Not only were banished women marginalized in the US, they experienced similar harm in Mexico, as rights and public aid were assigned to male heads of households with the assumption that wives and children would indirectly benefit. Life in Mexico was hard for banished families. Alongside barriers of language and culture, employment and educational opportunities were severely diminished. These women had not been accepted as full-fledged American citizens in the US, and in Mexico they were seen as too American to be accepted as full-fledged Mexicans. “No matter which side of the border they were on” writes Ramirez, “ethnic Mexicans became entangled in a distinctly racialized, gendered, and transnational cycle of displacement and marginalization.”

As we see in the present, the reductive idea that Mexican Americans are low-skilled, disposable immigrant workers is difficult to eradicate from the American imagination. Employers large and small need and want the labor that Mexican immigrants provide, but not at the expense of granting them full political belonging or by respecting their economic and cultural contributions. As the women profiled in Banished Citizens make evident — and as our contemporary experience unfortunately reinforces — citizenship is no guarantee of civil or human rights when the government is determined to carry out mass deportations. 

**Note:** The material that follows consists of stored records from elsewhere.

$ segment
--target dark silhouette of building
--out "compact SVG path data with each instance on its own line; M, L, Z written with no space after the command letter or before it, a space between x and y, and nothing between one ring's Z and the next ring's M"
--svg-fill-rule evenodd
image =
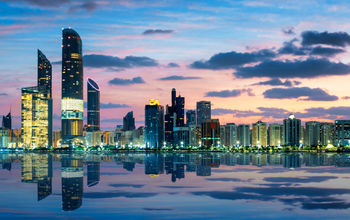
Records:
M9 130L12 129L12 117L11 112L9 112L6 116L2 116L2 127L7 128Z
M211 119L211 104L209 101L197 102L197 126L201 126L206 119Z
M195 125L196 124L196 111L188 110L186 112L186 125Z
M100 130L100 88L92 79L87 83L87 131Z
M218 119L206 119L202 122L202 144L209 148L220 141L220 123Z
M87 185L92 187L100 182L100 162L87 162Z
M132 131L135 130L135 118L134 112L128 112L123 118L123 130Z
M73 29L62 31L62 138L83 135L82 41Z
M48 146L52 146L52 66L40 50L38 50L38 90L48 99Z
M164 142L164 108L158 100L151 99L145 106L146 148L160 149Z

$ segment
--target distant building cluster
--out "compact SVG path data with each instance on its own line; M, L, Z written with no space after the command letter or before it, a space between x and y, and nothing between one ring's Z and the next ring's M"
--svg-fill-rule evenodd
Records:
M52 130L52 66L38 50L37 85L21 89L21 129L12 129L11 112L3 117L0 147L10 148L212 148L267 146L349 146L350 120L301 124L291 114L283 124L258 121L220 124L211 117L210 101L185 111L185 97L171 91L171 104L151 99L145 105L145 126L136 128L133 112L114 131L100 129L100 88L87 81L87 124L84 126L82 40L71 28L62 30L61 129Z

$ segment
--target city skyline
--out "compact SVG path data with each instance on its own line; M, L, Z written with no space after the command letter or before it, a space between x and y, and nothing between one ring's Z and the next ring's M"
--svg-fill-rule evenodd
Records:
M293 7L265 1L192 2L182 6L171 2L91 2L90 8L74 1L57 9L29 0L0 3L4 15L1 48L6 53L0 61L4 78L0 111L6 115L12 106L14 128L20 127L18 88L31 86L36 79L37 49L52 63L54 128L61 127L60 31L69 26L83 40L84 86L87 78L92 78L101 88L103 130L122 124L130 111L134 111L137 126L143 125L144 105L150 98L159 99L163 106L170 104L171 88L186 97L186 110L195 109L197 101L211 101L212 118L220 119L220 124L253 124L259 120L280 123L289 113L304 122L349 118L348 90L343 84L350 73L346 52L348 7L341 7L339 2L296 3ZM118 7L108 8L111 5ZM317 10L309 10L308 15L298 11L312 7ZM238 9L240 13L232 14ZM26 22L20 19L20 11L27 13ZM120 12L117 21L106 19L115 11ZM126 11L135 17L126 16ZM157 16L149 16L154 11ZM49 13L57 17L49 19L49 26L43 25L40 18ZM65 18L67 14L73 19ZM322 21L327 20L322 25L312 17L319 19L321 14ZM243 15L246 19L239 25L235 18ZM295 15L301 17L294 19ZM40 32L34 31L38 25L43 27ZM200 35L205 36L201 41ZM274 65L285 71L265 71ZM313 70L315 67L322 71Z

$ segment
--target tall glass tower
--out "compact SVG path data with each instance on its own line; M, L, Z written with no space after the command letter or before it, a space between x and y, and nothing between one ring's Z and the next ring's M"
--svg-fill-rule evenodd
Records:
M62 139L83 135L82 42L73 29L62 31Z
M38 90L47 98L48 146L52 146L52 66L40 50L38 50Z
M100 88L92 79L88 79L88 126L87 131L100 130Z

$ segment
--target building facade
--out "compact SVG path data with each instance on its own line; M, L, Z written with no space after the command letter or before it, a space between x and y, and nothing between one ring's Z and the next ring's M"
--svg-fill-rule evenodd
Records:
M73 29L62 31L62 138L83 135L83 57L82 41Z
M336 120L334 130L334 145L350 146L350 120Z
M164 145L164 107L151 99L145 106L145 147L160 149Z
M250 126L248 124L241 124L237 127L237 144L239 146L250 146Z
M318 146L321 143L320 138L320 122L308 121L305 123L304 145Z
M281 146L282 137L282 125L280 124L270 124L269 125L269 146L278 147Z
M211 104L209 101L197 102L197 126L201 126L206 119L211 119Z
M128 112L123 118L123 130L132 131L135 130L135 118L134 112Z
M255 147L267 146L267 124L265 122L258 121L253 124L252 141Z
M21 143L25 148L49 147L49 99L38 87L22 88Z
M100 88L97 83L88 79L87 82L87 131L100 130Z
M220 144L220 123L218 119L202 121L202 145L206 148Z
M284 145L299 146L301 140L301 121L296 119L293 114L288 119L283 120Z

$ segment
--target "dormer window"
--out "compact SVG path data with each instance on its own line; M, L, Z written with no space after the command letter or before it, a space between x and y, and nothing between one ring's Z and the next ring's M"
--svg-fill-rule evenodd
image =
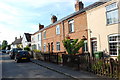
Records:
M46 39L46 31L43 32L43 37Z

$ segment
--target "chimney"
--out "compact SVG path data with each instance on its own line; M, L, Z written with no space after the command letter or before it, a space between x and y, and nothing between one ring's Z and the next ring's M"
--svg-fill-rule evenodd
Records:
M17 37L15 37L15 40L17 40Z
M22 37L20 36L20 39L21 39Z
M41 30L42 28L44 28L44 25L41 25L41 24L39 23L39 30Z
M84 8L84 4L82 3L82 1L76 0L75 3L75 11L80 11Z
M55 23L56 21L57 21L57 17L55 15L53 15L52 18L51 18L51 22Z

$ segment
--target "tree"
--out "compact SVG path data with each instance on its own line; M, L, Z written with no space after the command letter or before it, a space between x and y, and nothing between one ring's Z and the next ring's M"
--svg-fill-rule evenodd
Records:
M10 49L11 49L11 45L8 45L8 46L7 46L7 49L10 50Z
M3 42L2 42L2 50L6 49L7 45L8 45L8 42L6 40L3 40Z
M78 53L79 49L84 46L83 39L80 41L78 41L78 39L65 39L62 42L68 54L76 54Z
M30 47L29 47L29 46L26 46L26 47L24 48L24 50L30 51Z

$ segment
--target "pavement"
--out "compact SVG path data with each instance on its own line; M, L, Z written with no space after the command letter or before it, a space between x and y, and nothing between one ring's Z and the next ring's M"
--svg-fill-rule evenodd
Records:
M64 74L64 75L69 76L69 77L74 78L74 79L80 79L80 80L114 80L111 78L100 77L98 75L95 75L93 73L83 71L83 70L76 71L76 70L73 70L69 67L57 65L54 63L50 63L50 62L40 61L40 60L36 60L36 59L32 59L31 62L33 62L39 66L42 66L44 68L58 72L60 74Z

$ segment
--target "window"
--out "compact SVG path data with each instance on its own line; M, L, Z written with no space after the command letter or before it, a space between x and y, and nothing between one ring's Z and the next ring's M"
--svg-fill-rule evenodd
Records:
M120 34L114 34L109 36L109 51L110 55L118 55L120 50Z
M118 23L118 7L117 3L106 6L107 24Z
M46 44L44 44L44 52L46 52Z
M88 43L87 43L87 40L84 41L84 52L88 52Z
M40 37L39 37L39 34L38 34L38 41L40 40L39 38L40 38Z
M46 31L44 31L43 36L44 36L44 39L46 39Z
M92 40L92 53L94 54L97 51L97 38L91 38Z
M57 51L60 51L60 42L57 42L56 46L57 46Z
M60 34L60 26L59 25L56 26L56 34Z
M69 23L69 33L74 32L74 20L70 20L68 23Z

The final chapter documents efforts to recognize and redress the harm done to the families that experienced banishment. Beyond financial reparations and formal apologies, what many families want is for this history to be incorporated in the K-12 public educational system across the nation. That’s an uphill journey in the current climate of fear and imposed orthodoxy, but if we wish to address and heal these injustices in the present, we must be willing to look into the past.